According to new research, Chaco Canyon, a once-essential site for pre-colonial peoples called Anasazi, may not have been able to produce enough food to support thousands of residents. The results could cast doubt on the approximate number of people who can live in the region all year round.
Located in the Chaco National Historic Culture Park in New Mexico, Chaco Canyon is home to many small homes and a handful of multi-story buildings called Big Houses. Based on these structures, researchers believe that the metropolis was once a bustling city that housed up to 2,300 people at its peak of 1050 to 1130 AD.
But Chaco is also in a ruthless environment, with cold winters, hot summers and little rain, whatever the season.
"You have this place in the middle of the San Juan Basin, which is not very livable," said Larry Benson, assistant curator of the Natural History Museum of the United Kingdom.
Benson and his colleagues have recently discovered an additional problem regarding the relevance of the region. The team conducted a detailed analysis of the climate and hydrology of the Chaco Canyon and found that its soil could not have supported the agriculture needed to feed such a flourishing population.
The findings, says Benson, could change the way researchers view the economics and culture of this important area.
"You can not cultivate drylands," said Benson. "There is not enough rain."
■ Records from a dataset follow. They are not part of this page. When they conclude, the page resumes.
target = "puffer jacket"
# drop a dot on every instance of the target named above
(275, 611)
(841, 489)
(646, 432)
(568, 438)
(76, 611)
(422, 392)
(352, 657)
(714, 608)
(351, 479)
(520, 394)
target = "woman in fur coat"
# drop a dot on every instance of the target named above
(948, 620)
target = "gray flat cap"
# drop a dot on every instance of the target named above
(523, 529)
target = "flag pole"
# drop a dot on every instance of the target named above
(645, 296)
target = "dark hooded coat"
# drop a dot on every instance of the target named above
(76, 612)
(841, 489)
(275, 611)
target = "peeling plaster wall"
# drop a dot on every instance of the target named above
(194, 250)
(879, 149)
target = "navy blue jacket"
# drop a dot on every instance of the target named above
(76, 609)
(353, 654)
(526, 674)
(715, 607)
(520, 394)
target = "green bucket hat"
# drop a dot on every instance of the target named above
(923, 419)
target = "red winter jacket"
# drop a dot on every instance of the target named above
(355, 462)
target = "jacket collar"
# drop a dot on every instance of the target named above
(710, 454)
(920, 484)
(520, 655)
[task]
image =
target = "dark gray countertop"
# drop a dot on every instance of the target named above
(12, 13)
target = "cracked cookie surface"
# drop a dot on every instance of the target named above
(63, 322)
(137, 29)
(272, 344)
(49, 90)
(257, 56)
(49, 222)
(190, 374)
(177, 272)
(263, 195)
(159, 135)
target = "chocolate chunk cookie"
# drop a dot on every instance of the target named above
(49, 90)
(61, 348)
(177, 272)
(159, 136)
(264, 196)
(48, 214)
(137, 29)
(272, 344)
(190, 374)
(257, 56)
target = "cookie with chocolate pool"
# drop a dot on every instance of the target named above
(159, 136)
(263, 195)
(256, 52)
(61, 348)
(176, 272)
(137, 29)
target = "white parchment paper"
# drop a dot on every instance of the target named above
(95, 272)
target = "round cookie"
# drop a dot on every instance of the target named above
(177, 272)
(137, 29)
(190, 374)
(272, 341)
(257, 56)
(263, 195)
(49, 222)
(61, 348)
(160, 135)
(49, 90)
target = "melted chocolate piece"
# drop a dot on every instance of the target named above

Today, Chaco Canyon receives only nine inches of rain each year and historical tree ring data suggest that the climate was not much wetter in the past.
Benson, a retired geochemist and paleoclimatologist who has spent most of his career working for the US Geological Survey, has made an effort to better understand if such conditions could have limited the number of people who can live in the canyon. . In his recent study, Ohio State University archaeologist Deanna Grimstead collected a wide range of data to explore where Chaco Canyon residents may have grown corn, a staple for most of the Pueblo ancestral peoples.
They discovered that these precolonial farmers not only struggled against poor rains, but also with sudden destructive floods that swept through the bottom of the canyon valley.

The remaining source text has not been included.